Legitimate Interests

  • Service improvements
  • Security and fraud prevention
  • Anonymous analytics

Contract Performance

  • Account creation and management
  • Service delivery
  • Customer support

Your Rights Under GDPR

1. Right to Access

Request a copy of your personal data we hold.

2. Right to Rectification

Correct inaccurate or incomplete data.

3. Right to Erasure ("Right to be Forgotten")

Request deletion of your personal data.

4. Right to Restrict Processing

Limit how we use your data.

5. Right to Data Portability

Receive your data in a machine-readable format.

6. Right to Object

Object to certain types of processing.

We do not use fully automated decision-making that produces legal effects.
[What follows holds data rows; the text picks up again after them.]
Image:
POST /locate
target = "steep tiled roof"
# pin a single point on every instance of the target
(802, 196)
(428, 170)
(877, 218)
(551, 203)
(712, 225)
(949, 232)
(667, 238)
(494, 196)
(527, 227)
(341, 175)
How to Exercise Your Rights

Email: gdpr@whythehighbill.com

Include:

  • Your full name
  • Email address associated with your account
  • Specific right(s) you wish to exercise
  • Any relevant details

We will respond within 30 days.

Data Protection Officer

While not required, we have designated a privacy officer:

Contact: dpo@whythehighbill.com

International Data Transfers

Data may be transferred to the United States. We ensure appropriate safeguards:

  • Standard Contractual Clauses
  • Adequate security measures
  • Limited access controls

Data Retention

We retain data only as long as necessary:

  • Active accounts: Duration of service
  • Inactive accounts: 2 years
  • Legal obligations: As required by law
  • Marketing: Until opt-out

Children's Data

We do not knowingly collect data from children under 16 in the EU.

Cookies

See our Cookie Policy for detailed information. We obtain consent for non-essential cookies.

Data Breach Notification

In case of a breach:

  • User notification within 72 hours (if high risk)
  • Supervisory authority notification
  • Documentation of all breaches

Supervisory Authority

You have the right to lodge a complaint with your local supervisory authority.

Updates

This GDPR compliance statement may be updated. Check the "Last Updated" date.

Contact

For GDPR-related inquiries:

Email: gdpr@whythehighbill.com
Mail: WhyTheHighBill.com GDPR Compliance
c/o Hackney Enterprises Inc.
[Address]

WhyTheHighBill.com respects your privacy rights under GDPR and is committed to protecting your personal data.